Sehubungan dengan pesan dalam film tersebut, Jok Khian juga menghimbau para Tzu Shao untuk menyadari pentingnya melestarikan air dengan belajar mempraktikkan hemat air, dan turut mengajak orang-orang di sekitar mereka. ‘’Saya yakin Tzu Shao men banyak pengetahuan mengenai ini (faktor penyebab krisis air bersih), bahkan sejak di kelas Qin Zi Ban sudah sering diingatkan tentang hal ini. Tzu Chi juga tidak henti-hentinya mengingatkan kita tentang pentingnya melestarikan air. Kita bisa belajar untuk diri sendiri lalu meneruskan informasi ini kepada orang-orang di sekitar seperti adik, kakak, teman dan saudara,’’ imbau Jok Khian.
Hal yang tidak kalah penting untuk diperhatikan oleh para Tzu Shao terkait krisis air bersih adalah dampak yang dapat terjadi pada kehidupan mereka. Jok Khian mengajak dua siswa Tzu Shao, Darren dan Aaron untuk berdiskusi mengenai hal tersebut.
Dampak krisis air bersih menjadi salah satu materi yang disampaikan kepada para siswa Tzu Shao.
“Dampak yang bisa terjadi dari krisis air bersih adalah kelaparan merajalela. Apa hubungan antara kedua hal tersebut?” tanya Jok Khian kepada Darren. “Ladang jadi kering, sehingga mengakibatkan panen jadi sulit,” jawab Darren dengan lantang. Selain Darren, Aaron juga tidak mau ketinggalan menjawab pertanyaan Jok Khian dengan antusias. ‘’Apa hubungan krisis air bersih dengan standar kehidupan menurun?” tanya Jok Khian. Tanpa ragu, Aaron menjawab, ‘’Kalau dari segi ekonomi, orang yang kerja di organisasi yang berhubungan dengan air seperti penjual air minum, ekonominya akan menurun.”
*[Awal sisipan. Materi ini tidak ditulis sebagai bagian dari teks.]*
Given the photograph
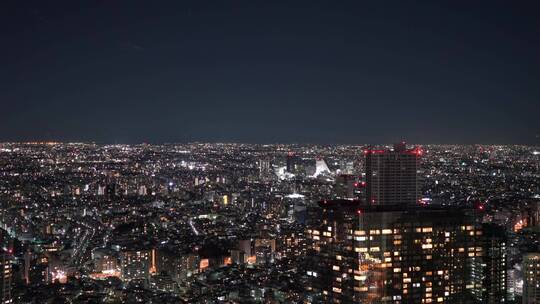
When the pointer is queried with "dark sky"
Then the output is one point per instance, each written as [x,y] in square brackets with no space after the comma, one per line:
[270,71]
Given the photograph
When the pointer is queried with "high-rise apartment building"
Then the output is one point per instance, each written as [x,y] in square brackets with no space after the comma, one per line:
[5,277]
[392,176]
[391,254]
[531,278]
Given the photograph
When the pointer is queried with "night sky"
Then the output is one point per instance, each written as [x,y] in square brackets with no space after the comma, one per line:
[270,71]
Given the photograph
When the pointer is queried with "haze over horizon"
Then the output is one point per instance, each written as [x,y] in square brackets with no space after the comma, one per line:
[270,72]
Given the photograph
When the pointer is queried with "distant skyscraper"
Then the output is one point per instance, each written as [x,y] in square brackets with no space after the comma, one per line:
[6,276]
[392,176]
[136,264]
[531,278]
[292,162]
[265,168]
[391,254]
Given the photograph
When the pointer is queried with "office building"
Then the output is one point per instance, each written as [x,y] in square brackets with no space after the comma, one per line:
[392,175]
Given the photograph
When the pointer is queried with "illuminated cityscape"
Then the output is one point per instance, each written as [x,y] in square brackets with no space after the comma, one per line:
[269,152]
[209,223]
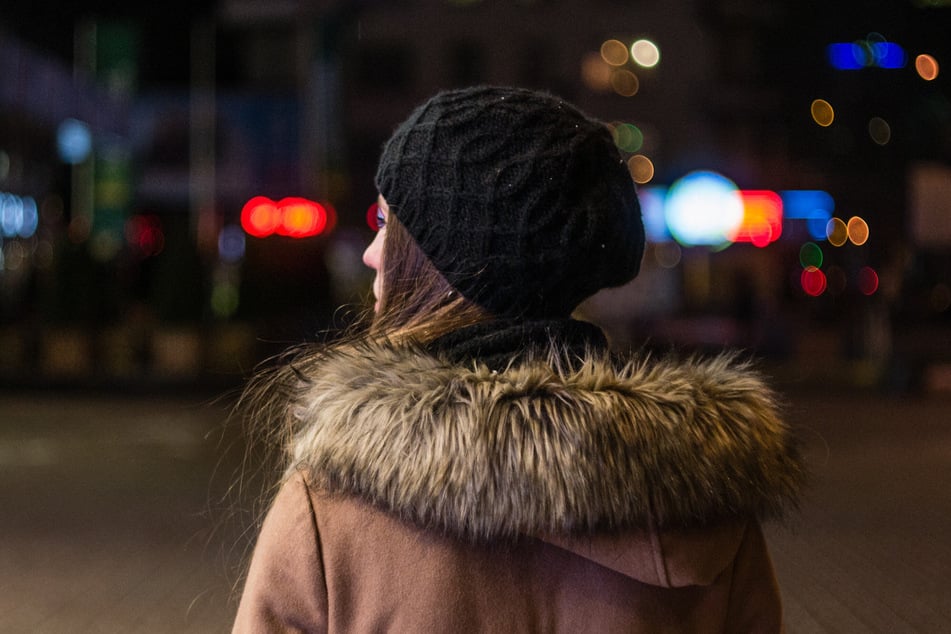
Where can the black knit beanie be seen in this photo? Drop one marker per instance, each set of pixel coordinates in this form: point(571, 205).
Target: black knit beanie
point(521, 201)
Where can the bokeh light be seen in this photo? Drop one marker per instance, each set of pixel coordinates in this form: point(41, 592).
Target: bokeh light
point(703, 208)
point(628, 137)
point(847, 55)
point(926, 66)
point(858, 230)
point(18, 216)
point(810, 255)
point(645, 53)
point(762, 218)
point(652, 199)
point(879, 130)
point(837, 232)
point(624, 82)
point(812, 205)
point(4, 165)
point(867, 280)
point(73, 141)
point(143, 232)
point(294, 217)
point(614, 52)
point(822, 112)
point(260, 217)
point(813, 281)
point(641, 168)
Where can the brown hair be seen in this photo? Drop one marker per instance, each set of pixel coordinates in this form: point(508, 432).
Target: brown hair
point(417, 302)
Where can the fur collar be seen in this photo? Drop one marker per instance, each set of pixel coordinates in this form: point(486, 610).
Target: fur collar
point(534, 449)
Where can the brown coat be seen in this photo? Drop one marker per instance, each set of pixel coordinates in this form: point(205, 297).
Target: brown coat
point(428, 497)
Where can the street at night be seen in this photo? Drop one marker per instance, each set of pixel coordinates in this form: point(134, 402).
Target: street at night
point(116, 517)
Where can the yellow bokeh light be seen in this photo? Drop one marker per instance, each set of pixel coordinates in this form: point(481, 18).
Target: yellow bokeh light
point(667, 254)
point(614, 52)
point(624, 82)
point(837, 232)
point(822, 112)
point(926, 66)
point(595, 72)
point(858, 231)
point(645, 53)
point(879, 130)
point(642, 169)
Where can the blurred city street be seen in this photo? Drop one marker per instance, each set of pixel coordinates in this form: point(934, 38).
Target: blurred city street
point(115, 517)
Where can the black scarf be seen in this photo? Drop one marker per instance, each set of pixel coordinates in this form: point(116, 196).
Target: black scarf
point(499, 342)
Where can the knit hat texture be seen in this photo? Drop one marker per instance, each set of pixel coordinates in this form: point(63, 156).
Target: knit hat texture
point(519, 199)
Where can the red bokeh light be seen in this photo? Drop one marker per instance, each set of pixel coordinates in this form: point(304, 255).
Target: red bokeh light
point(762, 218)
point(813, 281)
point(294, 217)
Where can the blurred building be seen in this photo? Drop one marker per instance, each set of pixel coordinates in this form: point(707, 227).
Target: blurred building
point(294, 98)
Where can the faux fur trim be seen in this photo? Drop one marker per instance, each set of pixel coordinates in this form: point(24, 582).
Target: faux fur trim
point(534, 450)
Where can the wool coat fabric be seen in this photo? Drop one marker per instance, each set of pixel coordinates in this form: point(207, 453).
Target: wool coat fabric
point(431, 495)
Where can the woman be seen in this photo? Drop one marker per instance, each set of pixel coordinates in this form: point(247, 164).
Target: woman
point(480, 462)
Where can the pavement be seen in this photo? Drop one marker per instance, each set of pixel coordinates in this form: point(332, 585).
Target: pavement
point(117, 514)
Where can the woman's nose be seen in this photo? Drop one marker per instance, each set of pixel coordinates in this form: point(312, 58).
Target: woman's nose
point(371, 257)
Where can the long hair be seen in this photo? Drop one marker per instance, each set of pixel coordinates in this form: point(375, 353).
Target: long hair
point(417, 305)
point(417, 302)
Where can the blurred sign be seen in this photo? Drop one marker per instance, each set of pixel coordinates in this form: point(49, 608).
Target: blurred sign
point(929, 190)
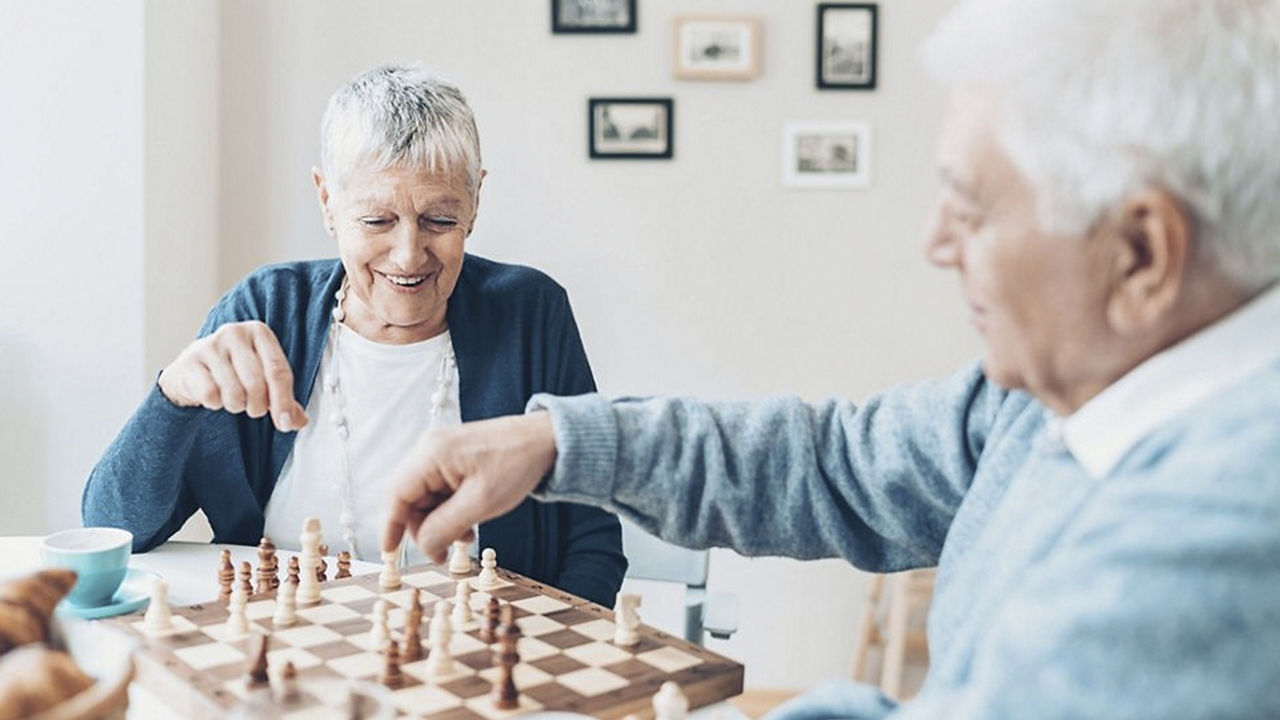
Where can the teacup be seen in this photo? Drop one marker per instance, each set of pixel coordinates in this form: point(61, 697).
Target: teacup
point(100, 557)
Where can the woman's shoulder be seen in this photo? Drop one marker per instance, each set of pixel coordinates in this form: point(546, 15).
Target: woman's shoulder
point(485, 277)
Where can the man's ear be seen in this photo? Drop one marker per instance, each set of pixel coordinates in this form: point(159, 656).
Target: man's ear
point(323, 196)
point(1152, 245)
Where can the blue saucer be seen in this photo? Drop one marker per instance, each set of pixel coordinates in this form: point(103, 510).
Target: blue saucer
point(133, 593)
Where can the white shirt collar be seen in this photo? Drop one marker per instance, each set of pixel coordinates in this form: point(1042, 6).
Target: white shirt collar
point(1171, 382)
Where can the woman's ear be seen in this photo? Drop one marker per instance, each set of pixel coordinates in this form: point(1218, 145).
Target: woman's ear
point(323, 196)
point(1152, 240)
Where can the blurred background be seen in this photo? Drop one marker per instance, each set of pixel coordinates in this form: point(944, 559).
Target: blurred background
point(152, 153)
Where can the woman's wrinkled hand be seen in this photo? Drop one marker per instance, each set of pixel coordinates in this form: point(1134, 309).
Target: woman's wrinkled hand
point(240, 368)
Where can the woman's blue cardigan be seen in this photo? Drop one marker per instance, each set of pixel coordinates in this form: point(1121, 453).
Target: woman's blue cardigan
point(513, 336)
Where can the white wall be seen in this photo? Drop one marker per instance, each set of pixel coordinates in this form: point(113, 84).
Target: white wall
point(695, 276)
point(71, 242)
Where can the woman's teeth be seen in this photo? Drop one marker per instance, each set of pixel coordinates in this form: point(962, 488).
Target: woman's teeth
point(407, 281)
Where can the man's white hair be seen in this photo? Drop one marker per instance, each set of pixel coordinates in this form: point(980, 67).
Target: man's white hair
point(398, 115)
point(1101, 98)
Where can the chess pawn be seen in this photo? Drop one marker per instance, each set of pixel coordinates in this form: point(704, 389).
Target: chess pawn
point(380, 633)
point(440, 662)
point(670, 703)
point(504, 657)
point(159, 619)
point(460, 563)
point(287, 684)
point(461, 604)
point(246, 577)
point(225, 575)
point(488, 577)
point(286, 601)
point(392, 675)
point(626, 620)
point(389, 578)
point(490, 621)
point(237, 623)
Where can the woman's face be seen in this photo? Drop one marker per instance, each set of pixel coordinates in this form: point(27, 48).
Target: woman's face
point(401, 236)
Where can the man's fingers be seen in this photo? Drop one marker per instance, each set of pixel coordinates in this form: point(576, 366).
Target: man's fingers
point(286, 411)
point(451, 520)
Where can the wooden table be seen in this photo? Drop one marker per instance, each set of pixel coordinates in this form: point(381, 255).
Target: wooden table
point(192, 574)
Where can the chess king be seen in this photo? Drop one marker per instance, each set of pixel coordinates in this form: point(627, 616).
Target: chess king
point(311, 379)
point(1101, 492)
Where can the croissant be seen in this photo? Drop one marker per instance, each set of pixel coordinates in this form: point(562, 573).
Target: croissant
point(27, 604)
point(35, 679)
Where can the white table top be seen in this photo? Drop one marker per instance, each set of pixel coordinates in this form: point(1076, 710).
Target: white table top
point(192, 573)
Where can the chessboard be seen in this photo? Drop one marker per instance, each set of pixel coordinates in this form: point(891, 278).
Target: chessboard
point(567, 656)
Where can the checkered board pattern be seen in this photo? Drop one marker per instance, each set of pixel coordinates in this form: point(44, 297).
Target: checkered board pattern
point(567, 657)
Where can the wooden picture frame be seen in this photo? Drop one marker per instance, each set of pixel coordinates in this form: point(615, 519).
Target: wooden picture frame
point(846, 55)
point(583, 17)
point(716, 46)
point(631, 128)
point(827, 155)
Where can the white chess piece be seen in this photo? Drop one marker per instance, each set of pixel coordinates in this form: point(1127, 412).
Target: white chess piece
point(488, 577)
point(461, 604)
point(309, 586)
point(284, 605)
point(670, 703)
point(159, 619)
point(237, 623)
point(460, 563)
point(380, 634)
point(626, 619)
point(389, 577)
point(439, 662)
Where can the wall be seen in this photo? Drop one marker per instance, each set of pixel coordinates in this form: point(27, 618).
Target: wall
point(695, 276)
point(71, 242)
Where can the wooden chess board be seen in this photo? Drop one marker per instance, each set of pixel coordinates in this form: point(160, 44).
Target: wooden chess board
point(567, 657)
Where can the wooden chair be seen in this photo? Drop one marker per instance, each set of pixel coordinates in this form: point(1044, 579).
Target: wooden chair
point(891, 629)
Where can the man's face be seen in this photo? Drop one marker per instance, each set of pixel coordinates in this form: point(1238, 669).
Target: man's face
point(1038, 300)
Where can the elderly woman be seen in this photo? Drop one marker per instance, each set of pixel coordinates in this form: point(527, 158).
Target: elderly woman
point(311, 379)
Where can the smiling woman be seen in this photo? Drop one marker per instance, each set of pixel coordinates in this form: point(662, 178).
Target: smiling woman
point(311, 379)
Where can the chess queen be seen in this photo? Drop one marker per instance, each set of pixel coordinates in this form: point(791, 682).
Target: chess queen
point(311, 379)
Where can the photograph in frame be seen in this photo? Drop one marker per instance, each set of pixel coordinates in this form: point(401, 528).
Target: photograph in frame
point(593, 16)
point(827, 155)
point(717, 48)
point(846, 45)
point(631, 128)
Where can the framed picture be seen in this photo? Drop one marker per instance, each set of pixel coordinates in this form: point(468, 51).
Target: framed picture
point(631, 127)
point(846, 46)
point(593, 16)
point(717, 48)
point(827, 155)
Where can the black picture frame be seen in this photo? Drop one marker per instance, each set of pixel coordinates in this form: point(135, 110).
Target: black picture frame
point(627, 141)
point(561, 27)
point(859, 60)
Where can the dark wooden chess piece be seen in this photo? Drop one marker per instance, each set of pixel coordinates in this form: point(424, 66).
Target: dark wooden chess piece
point(504, 695)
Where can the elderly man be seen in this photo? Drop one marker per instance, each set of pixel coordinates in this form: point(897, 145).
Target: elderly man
point(1101, 493)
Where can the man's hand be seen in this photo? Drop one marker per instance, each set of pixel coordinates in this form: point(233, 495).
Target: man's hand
point(240, 368)
point(458, 477)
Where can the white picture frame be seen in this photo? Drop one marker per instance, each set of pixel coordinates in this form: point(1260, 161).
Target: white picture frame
point(827, 155)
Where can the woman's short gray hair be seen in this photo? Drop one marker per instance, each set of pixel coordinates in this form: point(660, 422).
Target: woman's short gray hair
point(398, 115)
point(1101, 98)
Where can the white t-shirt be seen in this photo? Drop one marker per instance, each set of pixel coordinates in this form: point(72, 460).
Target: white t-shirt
point(387, 397)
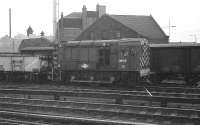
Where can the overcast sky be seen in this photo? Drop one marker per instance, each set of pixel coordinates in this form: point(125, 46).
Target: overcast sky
point(184, 14)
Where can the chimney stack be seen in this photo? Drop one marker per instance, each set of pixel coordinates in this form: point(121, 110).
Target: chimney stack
point(101, 10)
point(84, 17)
point(10, 22)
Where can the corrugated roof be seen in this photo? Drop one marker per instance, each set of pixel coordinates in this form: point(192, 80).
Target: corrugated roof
point(144, 25)
point(74, 15)
point(34, 43)
point(92, 14)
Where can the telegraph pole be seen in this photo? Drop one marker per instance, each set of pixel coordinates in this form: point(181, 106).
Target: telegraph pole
point(170, 26)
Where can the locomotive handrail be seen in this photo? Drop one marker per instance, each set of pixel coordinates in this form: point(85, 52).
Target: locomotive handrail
point(161, 99)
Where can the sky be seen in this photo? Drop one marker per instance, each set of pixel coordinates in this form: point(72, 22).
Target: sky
point(183, 14)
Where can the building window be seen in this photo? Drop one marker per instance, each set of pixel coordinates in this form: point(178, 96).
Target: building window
point(104, 35)
point(118, 34)
point(104, 57)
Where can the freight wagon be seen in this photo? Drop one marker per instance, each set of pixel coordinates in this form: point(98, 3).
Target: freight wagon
point(15, 66)
point(105, 61)
point(179, 61)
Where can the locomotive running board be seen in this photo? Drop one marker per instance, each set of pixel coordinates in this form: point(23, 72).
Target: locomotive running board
point(89, 81)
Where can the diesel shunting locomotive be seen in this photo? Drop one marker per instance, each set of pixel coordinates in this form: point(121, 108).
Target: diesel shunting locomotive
point(105, 61)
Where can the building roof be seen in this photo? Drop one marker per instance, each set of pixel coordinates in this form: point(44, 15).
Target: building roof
point(72, 23)
point(35, 43)
point(74, 15)
point(92, 14)
point(144, 25)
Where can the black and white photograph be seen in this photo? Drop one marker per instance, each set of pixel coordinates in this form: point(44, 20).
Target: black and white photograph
point(100, 62)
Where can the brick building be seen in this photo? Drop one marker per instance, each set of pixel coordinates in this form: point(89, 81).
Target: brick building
point(97, 25)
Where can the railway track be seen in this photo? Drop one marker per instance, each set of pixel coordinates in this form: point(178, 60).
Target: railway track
point(119, 98)
point(110, 112)
point(160, 89)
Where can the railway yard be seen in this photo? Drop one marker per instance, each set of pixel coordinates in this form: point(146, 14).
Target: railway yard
point(31, 104)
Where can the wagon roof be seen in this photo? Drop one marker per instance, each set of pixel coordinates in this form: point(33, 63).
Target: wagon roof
point(102, 42)
point(188, 44)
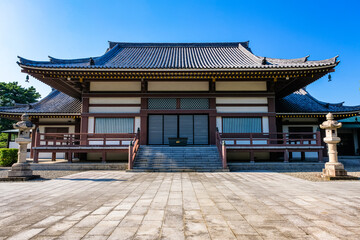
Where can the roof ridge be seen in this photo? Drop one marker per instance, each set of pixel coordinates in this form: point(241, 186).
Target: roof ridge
point(193, 44)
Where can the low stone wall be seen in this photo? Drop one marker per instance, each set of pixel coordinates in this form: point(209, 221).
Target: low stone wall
point(79, 166)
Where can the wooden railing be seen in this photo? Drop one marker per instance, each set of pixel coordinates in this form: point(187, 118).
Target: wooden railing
point(222, 149)
point(133, 149)
point(272, 139)
point(73, 140)
point(284, 142)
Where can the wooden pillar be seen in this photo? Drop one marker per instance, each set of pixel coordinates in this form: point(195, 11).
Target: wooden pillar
point(103, 157)
point(36, 144)
point(70, 157)
point(143, 121)
point(252, 158)
point(272, 118)
point(33, 139)
point(8, 141)
point(320, 155)
point(36, 156)
point(212, 121)
point(286, 156)
point(53, 156)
“Iya termasuk pertanian dan industri yang membutuhkan air,” sambung Jok Khian yang juga menambahkan cerita mengenai program yang telah dilakukan oleh Tzu Chi dalam mengatasi dampak krisis air bersih. “Banyak warga Jakarta yang tinggal di bantaran kali mengalami isu sanitasi dan kesehatan akibat dampak krisis air bersih. Salah satu tindakan nyata yang dilakukan oleh Tzu Chi untuk mengatasi hal ini adalah merelokasi warga yang tinggal di bantaran Kali Angke ke tempat yang lebih layak, yaitu Rumah Susun Cinta Kasih di Cengkareng dengan fasilitas sanitasi yang baik. Hal ini berpengaruh terhadap kesehatan dan pendidikan yang akan memperbaiki kondisi ekonomi mereka,‘’ cerita Jok Khian.
Berbagai upaya dapat dilakukan oleh semua orang termasuk para Tzu Shao untuk menanggulangi krisis air bersih. Salah satunya adalah tidak membuang sampah ke sungai. Pembuatan lubang biopori dalam memaksimalkan air yang meresap ke dalam tanah dapat menjadi upaya lainnya untuk mengatasi krisis air. Bahkan, seseorang dapat memanen air hujan (rainwater harvesting) sebagai alternatif sumber air. Ia dapat menampung air hujan dalam sebuah tangki penampungan terlebih dahulu dan menggunakannya kembali untuk kebutuhan lain seperti menyiram bunga, mencuci mobil, membilas toilet dan masih banyak lagi.
What is your solution?
Saat slide bertuliskan “What is your solution?” ditampilkan dalam layar, Jok Khian melontarkan sebuah pertanyaan sederhana untuk memulai sesi diskusi dengan para siswa. “Ada ide apa yang terlintas dalam pikiran kalian untuk mengatasi krisis air?” tanya Jok Khian. Mereka pun berpikir dan satu persatu mencoba menjawab pertanyaan tersebut.
Para siswa Tzu Shao dapat memulai kegiatan pelestarian lingkungan melalui hal sederhana.
“Air cucian beras jangan dibuang, bisa dipakai untuk menyiram tanaman,” jawab Fiorenza. “Good idea! Bahkan air tersebut juga bisa dipakai sebagai pupuk,” puji Jok Khian.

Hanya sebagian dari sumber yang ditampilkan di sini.